Ticks were allowed to feed on a B. bovis-infected splenectomized calf and on an uninfected control calf. RNA was purified in duplicate from whole larvae and subtracted cDNA libraries were synthesized from Babesia-infected larval RNA, subtracting with the corresponding uninfected larval RNA. One thousand ESTs were sequenced from the larval library and the transcripts were annotated. We used a R. microplus microarray designed from a R. microplus gene index, BmiGI Version 2, to look for changes in gene expression that were associated with infection of R. microplus larvae. We found 24 transcripts were expressed at a statistically significant higher level in ticks feeding upon a B. bovis-infected calf contrasted to ticks feeding on an uninfected calf. Six transcripts were expressed at a statistically significant lower level in ticks feeding upon a B. bovis-infected calf contrasted to ticks feeding on an uninfected calf.

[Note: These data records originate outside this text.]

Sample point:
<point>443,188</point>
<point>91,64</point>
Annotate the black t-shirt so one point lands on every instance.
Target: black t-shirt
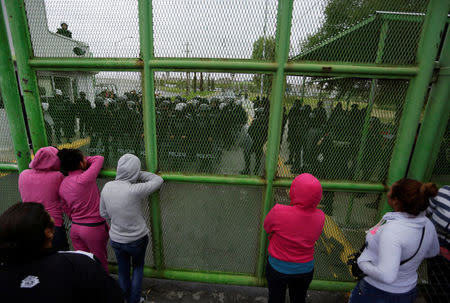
<point>58,277</point>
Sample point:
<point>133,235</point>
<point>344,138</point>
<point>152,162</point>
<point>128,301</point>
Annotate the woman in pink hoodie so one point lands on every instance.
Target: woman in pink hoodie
<point>40,184</point>
<point>293,230</point>
<point>80,194</point>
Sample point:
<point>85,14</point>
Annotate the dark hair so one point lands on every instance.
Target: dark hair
<point>70,158</point>
<point>22,232</point>
<point>413,196</point>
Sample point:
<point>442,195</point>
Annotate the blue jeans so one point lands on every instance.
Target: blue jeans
<point>131,254</point>
<point>366,293</point>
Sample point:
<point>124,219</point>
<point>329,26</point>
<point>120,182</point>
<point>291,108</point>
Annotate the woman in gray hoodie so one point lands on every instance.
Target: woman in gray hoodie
<point>397,245</point>
<point>120,201</point>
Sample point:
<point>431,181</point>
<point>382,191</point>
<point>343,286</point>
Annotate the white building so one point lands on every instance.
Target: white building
<point>49,44</point>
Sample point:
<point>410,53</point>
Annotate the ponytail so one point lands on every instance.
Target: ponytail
<point>413,196</point>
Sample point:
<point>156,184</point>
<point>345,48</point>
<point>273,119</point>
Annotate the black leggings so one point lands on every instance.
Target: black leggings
<point>278,282</point>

Our experimental approaches yielded specific differential gene expression associated with the infection of R. microplus by B. bovis. Overall, an unexpectedly low number of transcripts were found to be differentially expressed in response to B. bovis infection. Although the BmiGI Version 2 gene index (http://compbio.dfci.harvard.edu/tgi/cgi-bin/tgi/gimain.pl?gudb=b_microplus webcite) was a useful database to help assign putative function to some transcripts, a majority of the differentially expressed transcripts did not have annotation that was useful for assignment of function and specialized bioinformatic approaches were necessary to increase the information from these transcriptome experiments.